Her concerns focused on the budget and the rising costs of salaries and benefits.
Two issues that prompted longer discussions were the district’s policy on bullying, based on a question from the audience, and the board’s decision to offer tenure to business administrator Gary Lane after seven months on the job.
The bullying question was an issue because of an apparent incident at a district elementary school.
Pico said as a former bus driver he saw a lot of bullying among students.
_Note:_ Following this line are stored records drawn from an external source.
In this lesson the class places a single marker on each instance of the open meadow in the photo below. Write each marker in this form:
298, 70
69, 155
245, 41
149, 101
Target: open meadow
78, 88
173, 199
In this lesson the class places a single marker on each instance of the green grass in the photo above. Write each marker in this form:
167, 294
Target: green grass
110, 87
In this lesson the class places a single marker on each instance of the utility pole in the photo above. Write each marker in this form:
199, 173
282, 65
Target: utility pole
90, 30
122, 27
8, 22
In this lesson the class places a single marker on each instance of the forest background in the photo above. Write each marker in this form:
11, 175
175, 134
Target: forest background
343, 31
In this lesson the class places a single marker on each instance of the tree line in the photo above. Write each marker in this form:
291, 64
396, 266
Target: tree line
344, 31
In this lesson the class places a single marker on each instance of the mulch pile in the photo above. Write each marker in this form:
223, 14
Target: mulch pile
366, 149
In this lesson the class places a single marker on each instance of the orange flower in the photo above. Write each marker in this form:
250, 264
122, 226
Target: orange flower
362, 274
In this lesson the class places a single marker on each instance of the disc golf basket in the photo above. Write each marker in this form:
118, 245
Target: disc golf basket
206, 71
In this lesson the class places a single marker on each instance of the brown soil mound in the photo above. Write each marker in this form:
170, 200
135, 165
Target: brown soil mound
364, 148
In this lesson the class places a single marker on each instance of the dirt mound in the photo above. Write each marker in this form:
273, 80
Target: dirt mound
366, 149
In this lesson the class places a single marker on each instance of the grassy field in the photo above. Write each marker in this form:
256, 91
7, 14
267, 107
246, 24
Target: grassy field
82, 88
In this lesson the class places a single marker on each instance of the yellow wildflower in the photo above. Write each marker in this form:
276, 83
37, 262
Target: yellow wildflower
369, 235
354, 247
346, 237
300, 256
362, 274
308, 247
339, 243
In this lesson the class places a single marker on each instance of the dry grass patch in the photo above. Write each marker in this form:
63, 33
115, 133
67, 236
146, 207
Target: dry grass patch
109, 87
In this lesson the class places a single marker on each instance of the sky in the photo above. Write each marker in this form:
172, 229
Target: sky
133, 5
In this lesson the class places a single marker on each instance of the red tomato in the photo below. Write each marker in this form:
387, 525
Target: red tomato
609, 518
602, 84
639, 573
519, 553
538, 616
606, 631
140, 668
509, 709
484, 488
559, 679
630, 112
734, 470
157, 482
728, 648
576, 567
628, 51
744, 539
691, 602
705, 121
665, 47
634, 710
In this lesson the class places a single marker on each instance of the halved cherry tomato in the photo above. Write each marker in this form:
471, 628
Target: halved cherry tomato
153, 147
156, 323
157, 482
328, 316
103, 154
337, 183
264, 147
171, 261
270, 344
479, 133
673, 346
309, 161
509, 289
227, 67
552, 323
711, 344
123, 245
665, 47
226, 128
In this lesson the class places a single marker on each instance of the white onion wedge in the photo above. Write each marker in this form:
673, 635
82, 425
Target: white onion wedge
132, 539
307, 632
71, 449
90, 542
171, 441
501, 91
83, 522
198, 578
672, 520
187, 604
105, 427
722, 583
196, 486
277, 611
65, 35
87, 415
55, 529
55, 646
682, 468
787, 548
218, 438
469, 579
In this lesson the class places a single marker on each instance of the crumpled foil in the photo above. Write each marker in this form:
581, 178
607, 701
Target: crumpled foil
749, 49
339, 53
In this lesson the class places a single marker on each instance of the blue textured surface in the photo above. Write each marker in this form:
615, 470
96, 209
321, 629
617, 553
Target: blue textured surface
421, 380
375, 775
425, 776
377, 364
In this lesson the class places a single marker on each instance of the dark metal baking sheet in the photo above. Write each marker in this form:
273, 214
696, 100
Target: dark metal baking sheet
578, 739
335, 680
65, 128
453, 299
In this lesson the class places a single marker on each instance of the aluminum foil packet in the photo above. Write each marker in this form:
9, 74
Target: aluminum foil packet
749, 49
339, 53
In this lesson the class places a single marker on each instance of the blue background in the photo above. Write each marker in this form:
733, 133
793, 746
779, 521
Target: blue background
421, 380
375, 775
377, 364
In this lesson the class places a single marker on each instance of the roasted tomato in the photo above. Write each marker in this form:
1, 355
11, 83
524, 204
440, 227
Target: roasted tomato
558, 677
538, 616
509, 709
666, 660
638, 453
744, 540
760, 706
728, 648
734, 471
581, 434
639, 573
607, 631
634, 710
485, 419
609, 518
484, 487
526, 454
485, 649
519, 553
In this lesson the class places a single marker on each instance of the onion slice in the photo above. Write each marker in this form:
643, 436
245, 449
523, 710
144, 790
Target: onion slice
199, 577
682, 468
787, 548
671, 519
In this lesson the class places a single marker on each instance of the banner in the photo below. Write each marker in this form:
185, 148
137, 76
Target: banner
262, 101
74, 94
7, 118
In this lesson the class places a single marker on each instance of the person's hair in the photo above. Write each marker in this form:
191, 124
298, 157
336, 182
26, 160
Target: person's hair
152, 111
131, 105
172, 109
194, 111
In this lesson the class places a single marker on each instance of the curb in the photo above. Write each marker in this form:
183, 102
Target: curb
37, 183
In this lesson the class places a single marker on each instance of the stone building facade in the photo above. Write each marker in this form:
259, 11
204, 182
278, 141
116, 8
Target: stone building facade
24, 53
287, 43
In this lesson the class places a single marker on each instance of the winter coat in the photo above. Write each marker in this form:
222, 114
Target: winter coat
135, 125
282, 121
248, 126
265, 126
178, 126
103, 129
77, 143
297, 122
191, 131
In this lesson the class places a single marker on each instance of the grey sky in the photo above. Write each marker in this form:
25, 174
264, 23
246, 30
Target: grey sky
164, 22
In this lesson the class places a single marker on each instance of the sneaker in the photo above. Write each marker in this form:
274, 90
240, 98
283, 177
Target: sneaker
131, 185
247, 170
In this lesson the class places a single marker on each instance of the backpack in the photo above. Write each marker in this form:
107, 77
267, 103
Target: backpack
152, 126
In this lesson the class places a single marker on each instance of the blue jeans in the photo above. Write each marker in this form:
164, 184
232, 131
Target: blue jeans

He said the district should have a clear policy.
Szotak said the district’s policy should be “adhered to from the top administration down.”
She said it should be understood that parents of the “bully and the bullied” must understand the policy.
“If my child is the bully, I want to know,” she said. “If my child is the bullied, I want to know.”
Haralampoudis said bullying has been a problem for generations, but must be dealt with by making sure all parents understand that the problem exists today.
Catalanello said clearly the problem was not addressed last year, and the children doing the bullying feel they can act out without repercussions.
Arthur said the district has a clear anti-bullying policy that is enforced, and staff is trained to understand the policy. “Bullying can not be tolerated,” he said.
Szotak said Lane should not have been given tenure after only seven months on the job. State law says tenure for teachers is given after three years and one day, she said.
Catalanello said she would not have approved “a lifetime position after seven months.”
Pico and Haralampoudis said they were not part of the board’s discussion on that issue, but felt tenure policy as a whole needed reform.
Arthur said he voted to approve Lane’s tenure because at the time the district was facing the resignation of its superintendent and the board was concerned about maintaining administrative stability especially regarding the budget,.
Lane, in his seven months in office, had saved the district at least $100,000 through his budget control, Arthur said.
Further, he said, with the change in superintendents and the state’s cap on top administrator salaries, the district was going to be spending less on administration salaries.
“Tenure is not a lifetime contract,” Arthur said. “I voted for this for all the right reasons.”